The indicators of energy performance are Fabric Energy Efficiency (FEE), energy consumption per unit floor area, energy cost rating (the SAP rating), Environmental Impact rating based on CO2 emissions (the EI rating) and Dwelling CO2 Emission Rate (DER).

 

The SAP rating is based on the energy costs associated with space heating, water heating, ventilation and lighting, less cost savings from energy generation technologies. It is adjusted for floor area so that it is essentially independent of dwelling size for a given built form. The SAP rating is expressed on a scale of 1 to 100, the higher the number the lower the running costs.

 

The Environmental Impact rating is based on the annual CO2 emissions associated with space heating, water heating, ventilation and lighting, less the emissions saved by energy generation technologies. It is adjusted for floor area so that it is essentially independent of dwelling size for a given built form. The Environmental Impact rating is expressed on a scale of 1 to 100, the higher the number the better the standard.

 

The Dwelling CO2 Emission Rate is a similar indicator to the Environmental Impact rating, which is used for the purposes of compliance with building regulations.

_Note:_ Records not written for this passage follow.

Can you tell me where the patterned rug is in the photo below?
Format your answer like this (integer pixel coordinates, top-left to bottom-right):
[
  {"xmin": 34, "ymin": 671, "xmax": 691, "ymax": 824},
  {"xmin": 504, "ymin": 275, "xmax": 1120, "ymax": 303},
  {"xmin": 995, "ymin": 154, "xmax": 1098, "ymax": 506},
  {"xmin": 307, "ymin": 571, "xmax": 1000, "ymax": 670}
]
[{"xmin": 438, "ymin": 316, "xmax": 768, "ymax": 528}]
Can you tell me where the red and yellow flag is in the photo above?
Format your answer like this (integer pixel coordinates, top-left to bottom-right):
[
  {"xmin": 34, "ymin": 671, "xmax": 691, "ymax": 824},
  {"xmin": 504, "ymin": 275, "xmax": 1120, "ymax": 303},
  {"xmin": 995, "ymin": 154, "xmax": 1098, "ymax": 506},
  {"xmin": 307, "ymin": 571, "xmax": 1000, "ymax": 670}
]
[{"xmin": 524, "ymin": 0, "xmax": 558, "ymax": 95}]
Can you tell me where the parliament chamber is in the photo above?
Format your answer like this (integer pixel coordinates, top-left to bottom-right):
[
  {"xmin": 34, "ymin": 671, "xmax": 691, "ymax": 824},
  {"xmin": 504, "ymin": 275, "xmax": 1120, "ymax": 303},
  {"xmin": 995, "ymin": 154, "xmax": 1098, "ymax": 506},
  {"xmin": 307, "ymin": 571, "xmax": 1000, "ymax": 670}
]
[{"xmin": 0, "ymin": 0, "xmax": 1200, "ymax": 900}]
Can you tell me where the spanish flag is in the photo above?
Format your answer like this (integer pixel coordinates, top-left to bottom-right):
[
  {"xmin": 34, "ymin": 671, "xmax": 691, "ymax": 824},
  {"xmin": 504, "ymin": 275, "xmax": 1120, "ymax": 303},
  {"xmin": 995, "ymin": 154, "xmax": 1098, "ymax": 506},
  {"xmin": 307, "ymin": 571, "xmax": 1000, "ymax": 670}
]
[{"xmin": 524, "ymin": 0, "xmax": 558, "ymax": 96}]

It is equal to the annual CO2 emissions per unit floor area for space heating, water heating, ventilation and lighting, less the emissions saved by energy generation technologies, expressed in kg/m²/year."

 

So, based on the conversation above, the reduction of C02 Emissions Factor for Electricity, the SAP Rating should not change, and the EIR Rating should reduce proportional to electricity usgae, and C02 Emission Rate should reduce similarly.

 

By contrast, in 2018 the SAP algo was adjusted when they found that solid walled and uninsulated walled properties were relatively better in CO2 emissions terms than had been thought previously.

https://www.bre.co.uk/filelibrary/SAP/2016/CONSP-16---Wall-U-values-for-existing-dwellings---V1_0.pdf

 

The assumption had been U-value of 2,1m which was updated to I think 1.69.

 

(The background is that the previously assumed value was derived from that used for sizing heating, so naturally assumed it was worse to help make sure that systems were comfortably big enough.)